Hi community,

To follow up on the previous mail, I'd like to give you a more detailed
update on how we're addressing the histogram data handling issue in the
*chart2* module, which Tomaž and Regina pointed out.

   - The core problem lies in how *histograms* handle *X-axis* values. The
   existing *chart2* architecture *assumes a direct mapping between source
   data and chart X-axis values*.
   - However, histograms calculate X-axis values (bin-width) based on the
   input data, leading to a situation where these calculated values overwrite
   the original X-values and create issues in many places in the code.
   - We can get the render of the chart while creating it but when we tried
   to save(for example) the original values were gone by this time hence the
   problem.


Tomaž also said that he would like to introduce a variable
*XValuesCalculated* which will resolve most of the problem.

Further Analysis -

   -     *Original X-Values:* The original X-values are correctly stored in
   XLabeledDataSequence.
   -     *Histogram Calculations:* The histogram calculations occur within
   the *HistogramDataInterpreter* and then the calculated values overwrite
   the XLabeledDataSequence x values.
   -     *Need for Separation:* We need to store and display the
   histogram-calculated X-values while preserving the original data as many
   parts of the code depend on original values.




Analysis of *HistogramChartType.cxx*

*Purpose:* This file defines the HistogramChartType class, that is
responsible for setting up a histogram chart type.
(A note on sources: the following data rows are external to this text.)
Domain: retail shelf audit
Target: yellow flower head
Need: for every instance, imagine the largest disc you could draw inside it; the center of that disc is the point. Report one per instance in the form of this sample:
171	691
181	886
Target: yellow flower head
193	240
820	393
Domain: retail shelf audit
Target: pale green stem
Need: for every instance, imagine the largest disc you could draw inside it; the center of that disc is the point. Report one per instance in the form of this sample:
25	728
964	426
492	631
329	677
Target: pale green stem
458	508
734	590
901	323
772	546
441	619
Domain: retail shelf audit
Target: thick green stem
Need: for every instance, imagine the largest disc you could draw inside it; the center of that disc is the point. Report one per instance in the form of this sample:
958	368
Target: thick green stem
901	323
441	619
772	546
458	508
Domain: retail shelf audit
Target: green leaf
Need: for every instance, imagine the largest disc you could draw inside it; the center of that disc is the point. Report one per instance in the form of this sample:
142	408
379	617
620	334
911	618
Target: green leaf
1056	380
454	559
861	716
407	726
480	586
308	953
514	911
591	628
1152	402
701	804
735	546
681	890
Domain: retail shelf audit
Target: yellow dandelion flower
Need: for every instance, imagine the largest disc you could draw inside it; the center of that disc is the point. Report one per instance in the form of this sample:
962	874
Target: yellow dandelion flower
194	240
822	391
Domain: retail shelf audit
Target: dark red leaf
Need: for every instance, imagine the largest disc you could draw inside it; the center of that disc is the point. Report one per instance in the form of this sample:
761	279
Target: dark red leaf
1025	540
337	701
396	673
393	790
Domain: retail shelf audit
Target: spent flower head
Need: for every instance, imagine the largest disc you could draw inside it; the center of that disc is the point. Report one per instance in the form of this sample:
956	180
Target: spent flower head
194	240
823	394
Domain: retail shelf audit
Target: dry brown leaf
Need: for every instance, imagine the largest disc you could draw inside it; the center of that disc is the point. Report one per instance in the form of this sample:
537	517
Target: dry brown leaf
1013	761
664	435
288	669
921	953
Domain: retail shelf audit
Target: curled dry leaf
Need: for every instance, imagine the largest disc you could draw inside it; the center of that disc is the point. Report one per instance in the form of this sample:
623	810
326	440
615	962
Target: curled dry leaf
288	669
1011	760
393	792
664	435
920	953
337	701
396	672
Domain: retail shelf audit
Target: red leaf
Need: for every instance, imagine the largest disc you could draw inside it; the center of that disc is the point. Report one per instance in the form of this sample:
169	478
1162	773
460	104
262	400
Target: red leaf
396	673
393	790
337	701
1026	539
It manages properties
specific to histograms,
like bin width and range. It also implements the logic to create the
data-series and do the calculations.

*createCalculatedDataSeries()* Method:

   - This method retrieves the raw data through the *XLabeledDataSequence*
   from *m_aDataSeries*. This is where the logic modifies the source data
   (the sequence returned from getValues()).
   - It then uses *HistogramCalculator* to perform calculations and
   generate the data.
   - Finally, it creates a new *HistogramDataSequence* to store calculated
   values and then adds that to m_aDataSeries.


*Interaction with **XLabeledDataSequence*
*:*

   -         It gets the original data using the *getDataSequences2()*
   method of *DataSeries*.
   -         It gets the original x values by using *getValues*() method of
   the *XLabeledDataSequence* which returns an XDataSequence and then uses
   the *getData() *method of the XDataSequence to retrieve the x values in
   a sequence of uno::Any.



Analysis of *HistogramCalculator.cxx*

*Purpose*: This class performs the core histogram calculations using the
raw data that is provided to *computeBinFrequencyHistogram()* method.

*Bin Calculation Logic:*

   -         The class calculates the number of bins, bin width, and bin
   ranges based on the input data.
   -         It computes bin ranges and their frequencies.
   -         The calculated values are stored internally in *maBinRanges*
   and *maBinFrequencies*.




Understanding* HistogramDataSequence.cxx*

*Data Storage:*

   -         The primary data storage is the *mxValues* member, which is a
   *uno::Sequence<double>*. This sequence stores the calculated bin values
   for the histogram.
   -         There is also *mxLabels* which stores labels but we are not
   concerned with it.


*Interface Implementations:*

   -         *HistogramDataSequence* implements several UNO interfaces
   including *XNumericalDataSequence, XTextualDataSequence, XDataSequence*.
   -         *getNumericalData()*: Returns the *mxValues* as a
   *uno::Sequence<double>*.
   -         *getTextualData()*: Returns an empty *uno::Sequence<OUString>*.
   -        * getData()*: Returns the *mxValues* as a
   *uno::Sequence<uno::Any>*.




Proposed Solution:
To address these issues, this is how I am thinking of making the changes:

   * *Add **XValuesCalculated Property(As said by Tomaž)* :

   -         Add an *[optional, attribute] sequence<double> *
   *XValuesCalculated**;* to the *DataSeries* service definition (
   *offapi/com/sun/star/chart2/DataSeries.idl*).
   -         Implement the corresponding storage, getter, and setter
   methods in *DataSeries.hxx* and *DataSeries.cxx*. (Add storage for
   *m_aXValuesCalculated*)
   -         Add the corresponding property support in *OPropertySet.hxx*
   and *OPropertySet.cxx*?

       *Why add it to DataSeries? *-> If my understanding is correct,
*XValuesCalculated* is a property associated with a DataSeries and is not a
new data structure by itself, so we do not need to create a new IDL file
for it.
*      No Boolean Flag Needed:* -> we do not need an explicit boolean flag.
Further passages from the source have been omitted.